Fundamentally, the driver of this decision is the green agenda. It is the high cost of energy that we have in this country and the systems that impose such extra burdens on our manufacturing industry that other countries don’t have to face.
The blast furnaces will supposedly be replaced by an electric arc furnace in a few years’ time, which argues that it’s better for the environment.
But as is often this case with imports, it just offloads carbon emissions somewhere else at the expense of reducing British industry.
Steel making is done in two parts. First, the iron has to be extracted from iron ore creating what is known as pig iron or crude iron. Second, the pig iron is then turned into steel in a furnace.
Electric arc furnaces will only help with the second part of the steelmaking process, meaning we will have to import the pig iron.
So while l on paper these developments will significantly reduce our carbon emissions, we will merely be offloading them to countries such as China or India.

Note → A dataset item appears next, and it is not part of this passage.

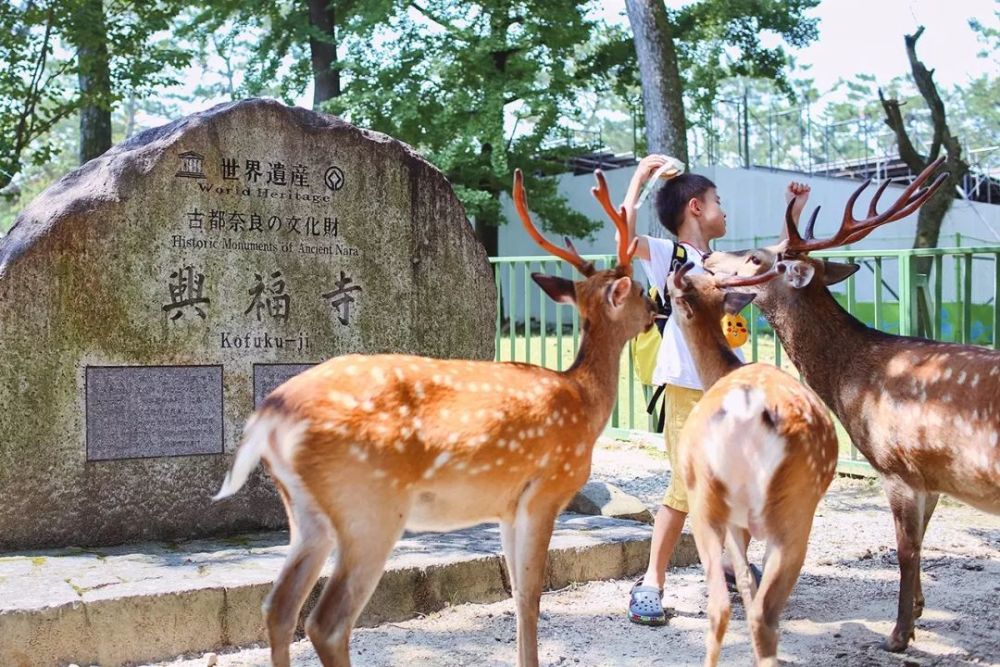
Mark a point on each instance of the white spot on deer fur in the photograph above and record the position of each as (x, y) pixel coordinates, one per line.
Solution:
(346, 400)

It’s reminiscent of energy imports in which we offload the carbon emission to other countries rather than using our own domestic supplies. Indeed, importing the pig iron from India and China will be more carbon intensive than making it ourselves due to the carbon emissions generated by shipping.
When we in our wisdom voted to leave the European Union, which was no doubt in part of it for freeing ourselves from red tape and over regulation in the trading bloc, I don’t think anyone expected us to out-green the green fanatics in Brussels.
That’s exactly what we’ve done. When we left, we created a replica of green policy infrastructure, including the emissions trading scheme, and the emissions trading scheme is a huge burden on some of our industries.
And it’s expected that we will copy the protectionist carbon adjustment mechanism from the EU.
These are effectively extra taxes on industry and therefore on you, which put the 35,000 UK jobs in the steel industry are at risk.
So instead of throwing jobs on the furnace, we ought to burn the emissions trading scheme and the other green policies to crisp so we’ll get on with genuinely competitive steel production.